Key secondary outcome measure(s)	Safety measured using: 1. Side Effect Questionnaire at baseline, 1 hour after initial ingestion and after the completion of a 10-kilometer run. 2. Changes in blood clinical chemistries at baseline, 1 hour after initial ingestion and after the completion of a 10-kilometer run. 3. Changes in heart rate after initial ingestion and after each kilometer runing.
Completion date	01/05/2021

Eligibility

Participant type(s)	Healthy volunteer
Age group	Adult
Sex	All
Target sample size at registration	13
Total final enrolment	13
Key inclusion criteria	All subjects were healthy and free from known: (1) a medical condition which hinders performance in a standard exercise program; (2) a history of cognitive dysfunction; (3) been currently taking prescription medications; (4) a known allergy to wheat flour; (5) a sleep disorder; (6) been/were pregnant or breastfeeding; or (7) a physician’s order to abstain/restrict caffeine or stimulant intake
Key exclusion criteria	Subjects who were taking prescription medications in the month prior to the initiation of the study and/or were told by a physician to abstain or restrict physical exercise, caffeine and/or stimulant intake
Date of first enrolment	01/01/2020
Date of final enrolment	28/02/2021

Locations

Countries of recruitment

United States of America

Study participating centre

Texas A&M University

675 Kimbrough Blvd.

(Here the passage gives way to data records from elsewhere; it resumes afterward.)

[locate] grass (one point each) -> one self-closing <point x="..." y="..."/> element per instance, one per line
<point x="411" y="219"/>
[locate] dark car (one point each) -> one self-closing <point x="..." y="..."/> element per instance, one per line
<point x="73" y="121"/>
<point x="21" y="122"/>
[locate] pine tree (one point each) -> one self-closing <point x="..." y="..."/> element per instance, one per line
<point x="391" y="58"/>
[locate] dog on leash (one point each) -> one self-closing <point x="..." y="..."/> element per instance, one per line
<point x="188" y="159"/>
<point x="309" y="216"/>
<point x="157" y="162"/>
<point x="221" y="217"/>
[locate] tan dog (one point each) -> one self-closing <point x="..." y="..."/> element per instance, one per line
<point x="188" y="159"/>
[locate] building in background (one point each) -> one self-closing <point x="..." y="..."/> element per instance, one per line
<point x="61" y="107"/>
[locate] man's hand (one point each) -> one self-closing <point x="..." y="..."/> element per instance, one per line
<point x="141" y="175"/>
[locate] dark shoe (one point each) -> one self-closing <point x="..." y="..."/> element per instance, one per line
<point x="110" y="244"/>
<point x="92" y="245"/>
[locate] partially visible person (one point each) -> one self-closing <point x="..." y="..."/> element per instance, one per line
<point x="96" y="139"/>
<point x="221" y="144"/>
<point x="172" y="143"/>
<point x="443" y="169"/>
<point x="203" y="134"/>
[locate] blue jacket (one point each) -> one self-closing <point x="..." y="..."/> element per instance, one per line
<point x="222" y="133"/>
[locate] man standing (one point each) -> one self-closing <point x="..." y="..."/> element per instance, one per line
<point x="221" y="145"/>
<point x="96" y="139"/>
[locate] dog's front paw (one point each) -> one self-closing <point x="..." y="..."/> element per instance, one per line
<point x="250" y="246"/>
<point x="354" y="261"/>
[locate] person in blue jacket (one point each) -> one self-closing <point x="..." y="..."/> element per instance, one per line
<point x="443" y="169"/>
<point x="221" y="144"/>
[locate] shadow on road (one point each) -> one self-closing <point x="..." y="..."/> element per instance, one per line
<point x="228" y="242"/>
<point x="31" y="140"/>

Building #1542
College Station
77843-4253
United States of America

Results and Publications

Individual participant data (IPD) Intention to share	Yes
IPD sharing plan summary	Available on request, Published as a supplement to the results publication
IPD sharing plan	All data generated or analysed during this study will be included in the subsequent results publication. Please contact Prof. Dr Richard Kreider (rbkreider@tamu.edu) with any requests.

Study outputs

Output type	Details	Date created	Date added	Peer reviewed?	Patient-facing?
Results article		09/05/2024	17/05/2024	Yes	No
Participant information sheet	Participant information sheet	11/11/2025	11/11/2025	No	Yes

Editorial Notes

17/05/2024: Publication reference added.
04/01/2022: Trial's existence confirmed by Texas A&M University.